Here is an example of a grey scale depth map output from Nerf Studio and could be easily used as a depth map for AI generation images via a InstructPixToPix Conditioning node in ComfyUI.
Pink_Guard siting on a park bench in Korea night scape with neon ligths. He is sitting away from camera
and has a pink hood. Water puddles on the ground.
Conclusion
By embracing AI across production workflows, Netflix is not only streamlining processes but also unlocking new realms of creative storytelling. Building assets libraries that train LoRAs & Gaussian splats could revolutionize the production and post production process by enabling creatives to rebuilt and fine tune existing footage from initial production.
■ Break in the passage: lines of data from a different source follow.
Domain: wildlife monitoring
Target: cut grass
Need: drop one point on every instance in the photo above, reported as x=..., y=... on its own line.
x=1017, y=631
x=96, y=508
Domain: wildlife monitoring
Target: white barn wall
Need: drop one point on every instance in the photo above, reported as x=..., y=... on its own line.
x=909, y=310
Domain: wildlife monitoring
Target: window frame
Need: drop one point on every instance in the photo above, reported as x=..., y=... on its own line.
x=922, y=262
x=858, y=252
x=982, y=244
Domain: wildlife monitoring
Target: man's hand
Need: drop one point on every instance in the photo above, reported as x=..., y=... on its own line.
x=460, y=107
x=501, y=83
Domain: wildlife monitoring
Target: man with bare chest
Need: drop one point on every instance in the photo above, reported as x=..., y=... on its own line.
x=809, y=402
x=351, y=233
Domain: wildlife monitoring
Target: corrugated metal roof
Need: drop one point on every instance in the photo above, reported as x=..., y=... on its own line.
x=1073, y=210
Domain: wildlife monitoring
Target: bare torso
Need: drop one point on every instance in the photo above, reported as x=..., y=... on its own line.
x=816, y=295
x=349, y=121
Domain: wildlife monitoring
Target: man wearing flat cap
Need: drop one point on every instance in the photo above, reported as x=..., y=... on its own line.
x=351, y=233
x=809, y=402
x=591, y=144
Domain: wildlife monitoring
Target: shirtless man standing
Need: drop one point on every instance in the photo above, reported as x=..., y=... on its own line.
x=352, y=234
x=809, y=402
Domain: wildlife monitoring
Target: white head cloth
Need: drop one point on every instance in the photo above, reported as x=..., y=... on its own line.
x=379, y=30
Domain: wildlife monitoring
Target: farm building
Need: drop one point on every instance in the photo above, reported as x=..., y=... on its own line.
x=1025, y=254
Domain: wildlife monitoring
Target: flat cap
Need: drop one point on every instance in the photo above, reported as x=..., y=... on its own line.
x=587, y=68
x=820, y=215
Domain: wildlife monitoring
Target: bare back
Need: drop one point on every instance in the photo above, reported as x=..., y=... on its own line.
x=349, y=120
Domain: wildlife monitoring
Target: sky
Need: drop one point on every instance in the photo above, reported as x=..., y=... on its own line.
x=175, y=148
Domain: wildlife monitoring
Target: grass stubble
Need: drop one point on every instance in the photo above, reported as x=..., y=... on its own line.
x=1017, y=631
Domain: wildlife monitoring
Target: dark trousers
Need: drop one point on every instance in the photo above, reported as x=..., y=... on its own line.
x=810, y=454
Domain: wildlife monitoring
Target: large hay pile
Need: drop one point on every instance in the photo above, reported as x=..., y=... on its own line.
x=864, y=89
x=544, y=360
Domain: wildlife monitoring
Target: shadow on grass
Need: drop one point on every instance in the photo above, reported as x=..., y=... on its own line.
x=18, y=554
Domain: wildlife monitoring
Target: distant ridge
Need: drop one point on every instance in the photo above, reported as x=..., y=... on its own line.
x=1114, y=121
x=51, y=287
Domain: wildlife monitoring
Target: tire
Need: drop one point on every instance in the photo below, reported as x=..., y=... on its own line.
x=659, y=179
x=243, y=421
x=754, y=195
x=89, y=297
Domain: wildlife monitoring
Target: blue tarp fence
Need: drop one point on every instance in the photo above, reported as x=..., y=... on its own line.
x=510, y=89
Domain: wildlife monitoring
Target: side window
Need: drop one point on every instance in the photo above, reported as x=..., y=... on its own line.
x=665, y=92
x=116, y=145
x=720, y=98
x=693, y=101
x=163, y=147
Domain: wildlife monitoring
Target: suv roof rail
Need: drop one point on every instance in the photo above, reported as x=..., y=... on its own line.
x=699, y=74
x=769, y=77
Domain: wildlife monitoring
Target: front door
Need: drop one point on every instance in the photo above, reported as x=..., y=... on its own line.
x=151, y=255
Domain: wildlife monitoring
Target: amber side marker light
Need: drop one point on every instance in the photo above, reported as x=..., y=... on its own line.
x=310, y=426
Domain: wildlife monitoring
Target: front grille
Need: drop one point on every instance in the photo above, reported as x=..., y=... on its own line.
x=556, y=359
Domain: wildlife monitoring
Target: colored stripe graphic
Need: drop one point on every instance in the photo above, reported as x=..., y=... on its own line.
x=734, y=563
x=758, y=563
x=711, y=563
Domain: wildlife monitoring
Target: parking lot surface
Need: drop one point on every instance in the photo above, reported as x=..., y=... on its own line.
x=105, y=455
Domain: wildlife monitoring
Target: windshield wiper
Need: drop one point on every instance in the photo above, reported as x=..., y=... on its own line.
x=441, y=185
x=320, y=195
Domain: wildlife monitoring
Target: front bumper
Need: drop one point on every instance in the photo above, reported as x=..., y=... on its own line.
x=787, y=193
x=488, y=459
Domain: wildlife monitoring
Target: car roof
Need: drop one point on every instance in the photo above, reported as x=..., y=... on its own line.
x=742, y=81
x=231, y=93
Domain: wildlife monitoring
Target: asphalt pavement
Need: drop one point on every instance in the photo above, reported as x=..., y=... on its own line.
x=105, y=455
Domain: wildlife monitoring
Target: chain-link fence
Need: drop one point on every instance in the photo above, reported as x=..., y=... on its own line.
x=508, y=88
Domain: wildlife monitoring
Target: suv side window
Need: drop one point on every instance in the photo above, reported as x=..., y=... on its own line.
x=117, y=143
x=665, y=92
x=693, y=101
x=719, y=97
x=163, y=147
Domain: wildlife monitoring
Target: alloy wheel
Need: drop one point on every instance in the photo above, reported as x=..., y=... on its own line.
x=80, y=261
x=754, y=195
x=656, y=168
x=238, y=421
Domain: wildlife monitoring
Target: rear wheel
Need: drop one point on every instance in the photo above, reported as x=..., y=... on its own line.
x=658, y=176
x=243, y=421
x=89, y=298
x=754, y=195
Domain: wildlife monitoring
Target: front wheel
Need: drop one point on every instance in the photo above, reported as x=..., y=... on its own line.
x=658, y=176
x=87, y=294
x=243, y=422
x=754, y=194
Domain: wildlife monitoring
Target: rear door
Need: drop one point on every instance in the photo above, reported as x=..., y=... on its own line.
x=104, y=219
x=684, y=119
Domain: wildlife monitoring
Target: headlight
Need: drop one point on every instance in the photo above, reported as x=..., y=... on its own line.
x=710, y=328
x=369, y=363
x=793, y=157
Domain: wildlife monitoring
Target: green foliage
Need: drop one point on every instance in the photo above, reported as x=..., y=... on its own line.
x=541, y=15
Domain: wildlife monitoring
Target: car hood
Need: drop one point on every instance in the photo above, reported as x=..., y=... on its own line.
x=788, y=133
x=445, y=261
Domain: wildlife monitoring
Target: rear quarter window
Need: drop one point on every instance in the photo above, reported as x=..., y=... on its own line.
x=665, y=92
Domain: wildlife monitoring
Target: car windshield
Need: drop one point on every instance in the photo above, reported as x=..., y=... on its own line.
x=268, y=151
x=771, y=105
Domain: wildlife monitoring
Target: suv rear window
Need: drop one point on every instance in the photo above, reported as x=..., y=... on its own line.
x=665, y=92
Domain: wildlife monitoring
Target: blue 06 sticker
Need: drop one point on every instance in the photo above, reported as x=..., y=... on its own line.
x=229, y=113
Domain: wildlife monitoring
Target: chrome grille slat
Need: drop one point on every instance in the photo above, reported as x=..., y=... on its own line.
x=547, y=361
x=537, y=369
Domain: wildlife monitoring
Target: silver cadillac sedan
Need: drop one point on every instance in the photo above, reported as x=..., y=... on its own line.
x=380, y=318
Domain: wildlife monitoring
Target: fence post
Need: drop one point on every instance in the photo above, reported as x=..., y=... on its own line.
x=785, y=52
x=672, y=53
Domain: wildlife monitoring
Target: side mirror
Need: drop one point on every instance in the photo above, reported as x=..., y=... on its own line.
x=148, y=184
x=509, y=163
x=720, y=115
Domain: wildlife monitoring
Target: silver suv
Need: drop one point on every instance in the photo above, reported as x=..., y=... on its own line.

Also, the content creation opportunities are unimaginable in scale and can help foster a community that interacts with content building there own version and iterations to share and cross promote the series or film.
I was able to explore a few of these avenues over the holiday break and would welcome the opportunity to expand further through the Senior Manager of Production Technology Innovation role.